Distribution Environment and Container Performance

The use of environmental factors to determine corrugated packaging strength requirements is a fundamental necessity. It allows engineers to establish safety factors for corrugated packaging to withstand top to bottom compressive loads in the environments that the packaging will be exposed to, such as the distribution and warehouse conditions. To date, the equations used to calculate these safety factors have been based on data derived in the 1960s and ’70s, using commercially available substrates of that era. The values are published in the 
Fibre Box Association’s “Fibre Box Handbook,” which is used by corrugated packaging designers as a key technical resource.

Major advances in papermaking technology have been made since that time. Modern substrates are significantly different, with variations in furnish, fiber orientation and improvements in manufacturing technology. Recognizing significant value in revisiting the fundamental mechanics used in the calculations to account for these advancements, the corrugated industry commissioned research and is developing new guidelines that will be ratified and published this June. For the first time, recommended compression strength adjustments for relative humidity will be predicated not on calculated estimates, but on material testing of boxes made with today’s advanced machinery. 

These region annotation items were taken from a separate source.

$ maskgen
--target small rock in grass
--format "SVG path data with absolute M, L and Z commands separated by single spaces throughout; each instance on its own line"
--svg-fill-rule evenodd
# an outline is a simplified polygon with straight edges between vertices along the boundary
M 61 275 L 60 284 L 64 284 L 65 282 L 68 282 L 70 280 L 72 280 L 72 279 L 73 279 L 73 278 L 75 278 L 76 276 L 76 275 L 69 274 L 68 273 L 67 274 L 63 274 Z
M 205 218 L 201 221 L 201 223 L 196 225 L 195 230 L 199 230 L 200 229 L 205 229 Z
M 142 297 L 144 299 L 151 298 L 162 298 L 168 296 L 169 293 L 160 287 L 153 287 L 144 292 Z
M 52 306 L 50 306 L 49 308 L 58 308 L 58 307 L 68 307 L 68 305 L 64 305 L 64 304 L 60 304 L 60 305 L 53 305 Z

The purpose of the technical research project was to systematically examine the details of corrugated industry assumptions about the effect of moisture content on the top to bottom compression of average boxes in the marketplace today. The goal was to either validate or correct the environmental factors (published in the mid-1990s) that are used as a basis for box design in calculating and achieving the box customers’ top to bottom compression needs, as driven by relative humidity.

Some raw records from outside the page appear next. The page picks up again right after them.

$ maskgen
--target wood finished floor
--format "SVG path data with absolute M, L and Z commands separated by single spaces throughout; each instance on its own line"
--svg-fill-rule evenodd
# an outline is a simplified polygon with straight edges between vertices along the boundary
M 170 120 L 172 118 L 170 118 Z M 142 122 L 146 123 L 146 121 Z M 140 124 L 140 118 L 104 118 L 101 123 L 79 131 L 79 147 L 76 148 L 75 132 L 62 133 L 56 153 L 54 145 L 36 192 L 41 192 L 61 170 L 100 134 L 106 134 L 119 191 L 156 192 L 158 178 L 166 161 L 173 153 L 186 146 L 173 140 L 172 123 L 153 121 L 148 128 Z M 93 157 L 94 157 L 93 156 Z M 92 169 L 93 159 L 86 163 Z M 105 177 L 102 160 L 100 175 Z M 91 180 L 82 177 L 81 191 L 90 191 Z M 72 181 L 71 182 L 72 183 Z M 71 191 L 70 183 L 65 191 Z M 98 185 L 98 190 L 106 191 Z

New recommendations will be made, based on laboratory testing of 3,000 boxes in controlled environments with relative humidity levels from 30 to 90 percent. The testing measured changes in box performance of 30 different marketplace-average boxes, each under the range of seven specified conditions, and provided quantifiable data for calculating new guidelines for compression strength requirements based on this real-world experience. 

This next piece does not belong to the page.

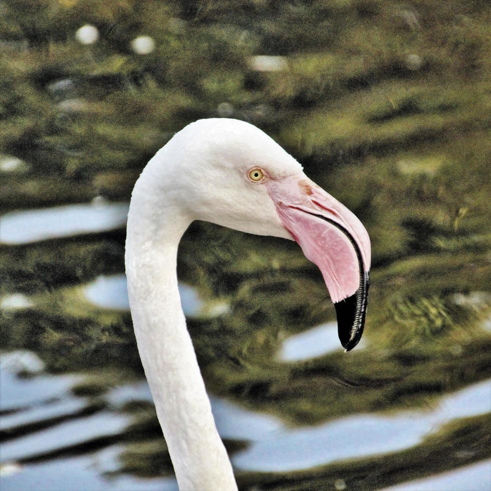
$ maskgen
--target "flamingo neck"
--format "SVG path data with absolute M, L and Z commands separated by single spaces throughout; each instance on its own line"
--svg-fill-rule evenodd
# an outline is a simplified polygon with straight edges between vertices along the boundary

The net result of this research is very good news for the packaging industry: It has been proven that for most environmental conditions, stronger corrugated boxes can be produced with less raw material without compromising performance. Even the most humid environments may only compel environmental factors almost as high as the past factors. Bottom line? Better boxes can be made more economically even as raw material usage is reduced, supporting sustainability goals. New specification guidelines will be available from the Fibre Box Association.